Both Democrats and McCain talk of slapping limits on executives’ compensation, while Democrats would also give shareholders more say about who sits on corporate boards. Obama, if he is elected president, would join with the congressional Democrats, who are likely to increase their majorities in the House of Representatives and the Senate, to revive their unsuccessful proposals to impose new penalties for predatory lending, including for mortgages.
There are proposals for a new agency to protect consumers against a variety of financial abuses, involving mortgages, auto and student loans, and credit cards. Credit card companies’ marketing, billing and high interest rates will likely be reviewed. The insolvency of the insurance giant American International Group is reviving talk in Congress of seeking U.S. regulation of the insurance industry, which prefers its current, mostly friendly patchwork system of state oversight.
The financial industry “is not the only area where the deregulation ideology got completely out of hand,” said Representative Henry Waxman, the California Democrat who is chairman of the Oversight and Government Reform Committee in the House. While Waxman is already holding hearings on the financial crisis and possible new regulations, he said, “I’m looking forward to working on” issues like climate change and health care insurance in coming years.
Waxman, who was first elected from California in 1974, said he did not believe the economic downturn would impede new regulations.
“Over the years, I’ve heard industry after industry come in and say, ‘We cannot survive economically if we have these regulations,’” he said. Instead, he argued, studies showed that their compliance was less costly than predicted, and companies emerged more efficient and competitive.
While the political stereotypes portray Democrats as favouring regulation and Republicans as deregulators, recent history is more complicated.
A Republican. President Richard Nixon, presided over one of the most active regulatory periods of the past half-century, working with Democrats who controlled Congress in the early 1970s. His legacy includes the Environmental Protection Agency, the Consumer Product Safety Commission and the Occupational Safety and Health Administration.
Later in that decade, a Democrat, President Jimmy Carter, launched the deregulatory era that has continued with notable breaks to the present. While people in both parties associate his Republican successor, Ronald Reagan, with making regulation a dirty word politically, it was the Carter administration that instituted cost-benefit analyses for new regulations and deregulated the airline, railroad and trucking industries.
Reagan’s record was more anti-regulation than deregulatory. He and President George H.W. Bush fought congressional Democrats’ charges that they were not enforcing environmental and other regulations. In political campaigns, the Republicans made gains in part by painting Democrats as the party of big government. However, studies showed that the number of regulations spiked under the first President Bush, due in part to new regulations after the savings and loan scandals of the late 1980s. Also, Bush signed into law a new clean air act, a nutrition-labelling law and the landmark Americans with Disabilities Act, among others.
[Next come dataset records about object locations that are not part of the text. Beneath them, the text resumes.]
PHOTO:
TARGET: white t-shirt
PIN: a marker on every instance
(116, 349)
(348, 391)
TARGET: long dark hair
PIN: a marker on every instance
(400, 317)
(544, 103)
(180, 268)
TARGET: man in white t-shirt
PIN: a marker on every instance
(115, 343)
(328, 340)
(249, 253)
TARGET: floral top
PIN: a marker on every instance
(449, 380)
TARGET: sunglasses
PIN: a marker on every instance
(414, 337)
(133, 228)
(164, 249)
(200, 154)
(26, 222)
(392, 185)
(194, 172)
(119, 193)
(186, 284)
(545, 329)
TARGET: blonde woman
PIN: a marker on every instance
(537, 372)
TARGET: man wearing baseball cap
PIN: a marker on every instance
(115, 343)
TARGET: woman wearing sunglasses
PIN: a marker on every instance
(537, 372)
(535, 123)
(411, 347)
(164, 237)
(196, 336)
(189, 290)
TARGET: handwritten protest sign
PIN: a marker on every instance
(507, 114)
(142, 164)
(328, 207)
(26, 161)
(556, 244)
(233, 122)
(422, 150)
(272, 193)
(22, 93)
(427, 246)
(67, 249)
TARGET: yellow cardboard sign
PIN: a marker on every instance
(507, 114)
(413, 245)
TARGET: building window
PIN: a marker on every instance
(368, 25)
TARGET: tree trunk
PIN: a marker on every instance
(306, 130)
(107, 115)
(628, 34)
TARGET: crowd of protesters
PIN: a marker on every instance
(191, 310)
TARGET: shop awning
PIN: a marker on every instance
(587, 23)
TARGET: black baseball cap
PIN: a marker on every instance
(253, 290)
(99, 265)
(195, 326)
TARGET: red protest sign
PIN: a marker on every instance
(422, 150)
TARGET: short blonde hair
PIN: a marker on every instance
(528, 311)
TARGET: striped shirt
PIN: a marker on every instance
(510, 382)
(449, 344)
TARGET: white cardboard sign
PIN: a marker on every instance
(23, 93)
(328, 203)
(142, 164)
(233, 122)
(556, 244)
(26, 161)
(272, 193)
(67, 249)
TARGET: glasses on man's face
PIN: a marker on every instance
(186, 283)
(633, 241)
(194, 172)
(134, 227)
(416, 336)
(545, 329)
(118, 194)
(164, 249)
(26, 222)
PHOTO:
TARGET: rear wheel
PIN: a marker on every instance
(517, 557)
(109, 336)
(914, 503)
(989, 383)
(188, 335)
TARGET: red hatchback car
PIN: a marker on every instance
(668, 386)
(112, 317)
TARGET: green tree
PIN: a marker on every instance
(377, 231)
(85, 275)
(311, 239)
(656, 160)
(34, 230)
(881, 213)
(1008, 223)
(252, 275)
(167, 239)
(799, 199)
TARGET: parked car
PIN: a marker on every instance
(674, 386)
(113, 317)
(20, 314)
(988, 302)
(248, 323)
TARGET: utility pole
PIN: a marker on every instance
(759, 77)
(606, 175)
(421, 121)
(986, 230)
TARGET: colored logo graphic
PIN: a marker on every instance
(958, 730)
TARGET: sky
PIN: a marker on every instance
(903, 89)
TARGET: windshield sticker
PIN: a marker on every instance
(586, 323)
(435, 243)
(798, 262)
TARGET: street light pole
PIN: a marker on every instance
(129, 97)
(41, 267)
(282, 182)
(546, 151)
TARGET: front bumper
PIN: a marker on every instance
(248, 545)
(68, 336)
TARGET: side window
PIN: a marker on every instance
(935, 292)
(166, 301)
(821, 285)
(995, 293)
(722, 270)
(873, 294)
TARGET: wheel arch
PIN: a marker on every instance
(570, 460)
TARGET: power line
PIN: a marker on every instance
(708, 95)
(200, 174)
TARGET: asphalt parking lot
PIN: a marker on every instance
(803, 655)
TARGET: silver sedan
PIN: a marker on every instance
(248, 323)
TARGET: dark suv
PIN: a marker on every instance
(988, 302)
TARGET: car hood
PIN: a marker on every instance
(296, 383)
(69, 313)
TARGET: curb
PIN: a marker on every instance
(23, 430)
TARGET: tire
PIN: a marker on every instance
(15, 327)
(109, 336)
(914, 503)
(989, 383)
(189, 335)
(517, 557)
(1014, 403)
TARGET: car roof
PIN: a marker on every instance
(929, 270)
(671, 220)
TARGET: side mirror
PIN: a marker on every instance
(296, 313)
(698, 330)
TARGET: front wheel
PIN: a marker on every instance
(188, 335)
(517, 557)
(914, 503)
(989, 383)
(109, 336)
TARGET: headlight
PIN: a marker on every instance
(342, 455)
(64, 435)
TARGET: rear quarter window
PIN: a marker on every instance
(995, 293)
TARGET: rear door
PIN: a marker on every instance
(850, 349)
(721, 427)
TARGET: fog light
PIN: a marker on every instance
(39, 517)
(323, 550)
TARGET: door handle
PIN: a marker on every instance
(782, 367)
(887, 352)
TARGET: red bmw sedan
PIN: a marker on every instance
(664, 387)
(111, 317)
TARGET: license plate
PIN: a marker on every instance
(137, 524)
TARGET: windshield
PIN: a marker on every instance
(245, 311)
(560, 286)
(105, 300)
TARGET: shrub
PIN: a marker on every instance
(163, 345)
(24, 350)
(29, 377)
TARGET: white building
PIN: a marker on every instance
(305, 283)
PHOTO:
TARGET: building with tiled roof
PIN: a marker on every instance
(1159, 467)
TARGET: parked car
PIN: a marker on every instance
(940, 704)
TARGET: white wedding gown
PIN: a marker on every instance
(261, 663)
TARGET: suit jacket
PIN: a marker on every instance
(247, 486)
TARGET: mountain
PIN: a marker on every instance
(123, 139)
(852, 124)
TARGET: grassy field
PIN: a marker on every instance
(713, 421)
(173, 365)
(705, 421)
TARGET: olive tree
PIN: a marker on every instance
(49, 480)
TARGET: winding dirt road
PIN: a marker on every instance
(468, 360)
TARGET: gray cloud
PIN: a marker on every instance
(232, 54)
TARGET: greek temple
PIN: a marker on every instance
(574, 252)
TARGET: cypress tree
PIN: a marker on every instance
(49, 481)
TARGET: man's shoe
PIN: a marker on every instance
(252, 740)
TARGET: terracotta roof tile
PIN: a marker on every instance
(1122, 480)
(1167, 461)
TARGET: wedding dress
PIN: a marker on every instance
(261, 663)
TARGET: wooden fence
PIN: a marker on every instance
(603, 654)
The conservative analyst Bruce Bartlett, a Treasury official at the time, said that Bush was so angered by a 1991 magazine report headlined “The Regulatory President” that he ordered a moratorium on all new regulations. Sixteen years later, the same magazine, The National Journal, ran a similar article about Bush’s son, calling George W. Bush “the biggest regulator since the Nixon-Ford years.”
That record, however, mostly reflects the many new homeland security regulations put in place since the terrorist attacks of Sept. 11, 2001. In other areas, the current President Bush moved more aggressively than his father and Reagan away from enforcing existing regulations, choosing to rely on the financial services industry and manufacturers, among other groups, to self-regulate.